Dos de cada tres personas en paro en la Ribera son mujeres
La brecha de género se agrava en edades más avanzadas, pues el desempleo femenino a partir de los 45 años representa el 35,6% del total en la comarca
Los sindicatos reclaman un refuerzo de los servicios públicos de empleo para avanzar hacia la igualdad real

Acto celebrado ayer en el Ayuntamiento de Alzira con motivo de la conmemoración del 8-M. / Levante-EMV

La reivindicación vuelve a ser necesaria a las puertas del 8 de marzo. Nunca deja de serlo. Las mujeres soportan peores condiciones que los hombres en demasiados aspectos relacionados con el mercado laboral. Son muchos los datos que evidencian la existencia de una brecha de género que, todavía hoy, sigue presente en su día a día. Ahí va uno: prácticamente dos de cada tres personas desempleadas en la Riberatienen rostro de mujer. La situación, además, se agrava entre las de mayor edad, que quedan casi desahuciadas si pierden su puesto de trabajo a partir de los 45 años.
Sirvan de ejemplo las últimas cifras publicadas por el servicio público valenciano de empleo, Labora: la Ribera cerró el mes de febrero con 15.041 personas inscritas como demandantes de empleo. De ellas, 9.536 eran mujeres, frente a 5.505 hombres. En términos porcentuales, las mujeres representan el 63,4% del total del paro. Un dato que refleja la desigualdad de un mercado laboral que, a tenor de las cifras, sigue penalizando a las mujeres. Al menos, así lo cree el secretario general de UGT en la Ribera, Eduard Gómez: “Los datos no pueden ser más claros. Por desgracia, todavía tenemos que romper con ciertos estigmas culturales. No tiene ningún sentido que, a igual capacidad y formación, se prefiera contratar antes a un hombre que a una mujer”.

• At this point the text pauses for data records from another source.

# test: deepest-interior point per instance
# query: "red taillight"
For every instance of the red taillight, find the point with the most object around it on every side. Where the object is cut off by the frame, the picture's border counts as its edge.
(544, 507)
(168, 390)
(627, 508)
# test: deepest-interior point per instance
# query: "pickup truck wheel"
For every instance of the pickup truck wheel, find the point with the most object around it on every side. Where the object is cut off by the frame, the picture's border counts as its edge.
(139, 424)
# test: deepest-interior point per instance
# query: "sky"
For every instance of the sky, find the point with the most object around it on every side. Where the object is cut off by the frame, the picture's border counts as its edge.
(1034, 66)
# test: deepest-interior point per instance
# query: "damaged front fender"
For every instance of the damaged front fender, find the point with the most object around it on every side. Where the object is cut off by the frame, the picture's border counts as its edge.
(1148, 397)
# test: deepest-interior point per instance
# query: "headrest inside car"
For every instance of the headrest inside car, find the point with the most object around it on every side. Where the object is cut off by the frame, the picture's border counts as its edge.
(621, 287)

La brecha de género en el paro crece con la edad. Es otra realidad que sustentan los datos analizados. El desempleo entre los menores de 25 años ofrece valores muy similares entre hombres y mujeres, con diferencias porcentuales mínimas. Sin embargo, superado ese umbral, la desigualdad aumenta. Tanto en el tramo de edad comprendido entre los 25 y los 44 años como en el de las personas de 45 o más, el desempleo femenino supera el 60% de los casos.
Difícil acceso a la jubilación
Hay, además, un perfil especialmente castigado por las estadísticas. El 35,6% de las personas en paro en la comarca son mujeres de 45 años o más. La cifra es significativa y preocupa a los sindicatos. “No entendemos por qué se las deja fuera del mercado. Una mujer de 45 años todavía es joven para trabajar, y más en uno de los países con mayor esperanza de vida, como es el nuestro”, expone el secretario general de Comisiones Obreras en la Ribera, Andrés Bermejo. Y añade: “Se quedan en una situación especialmente delicada porque, si no tienen una oportunidad para reincorporarse, difícilmente podrán acceder a una jubilación digna”.
Tanto Gómez como Bermejo coinciden al señalar que las condiciones laborales de las mujeres “son peores” que las de los hombres. “Ellas soportan más temporalidad y parcialidad en los contratos. Hay menos altas femeninas a jornada completa porque se hacen cargo de trabajos como la limpieza o el cuidado de las personas. Además, los últimos datos estatales siguen demostrando que existe una brecha salarial de casi 5.000 euros brutos al año”, indica el líder de UGT.
Por su parte, Bermejo también destaca que las mujeres concentran una parte importante de los contratos fijos-discontinuos, tan característicos en una comarca de tradición agrícola como la Ribera. “Estos empleos están ligados al buen desarrollo de la campaña agroalimentaria. En el momento en que tienes una temporada de la naranja como la presente, muy condicionada por las fuertes lluvias, episodios de viento y otros problemas, el paro entre las mujeres crece todavía más”, comenta.
Colectivo vulnerable
Los dos líderes sindicales comparten, igualmente, una reivindicación: una mayor inversión en los servicios públicos de empleo que permita ofrecer orientación personalizada y, además, adaptar los perfiles de las personas desempleadas a las demandas de un tejido empresarial —y sobre todo industrial— que clama por la falta de mano de obra especializada.
“Por desgracia, todavía estamos muy lejos de conseguir una igualdad real en el mundo laboral. El problema está detectado, pero gobiernos, sindicatos y empresarios debemos ir de la mano para buscar soluciones y aplicarlas, para que ser mujer no implique, como todavía sucede hoy, formar parte de un colectivo vulnerable en la generación de empleo”, concluye Gómez.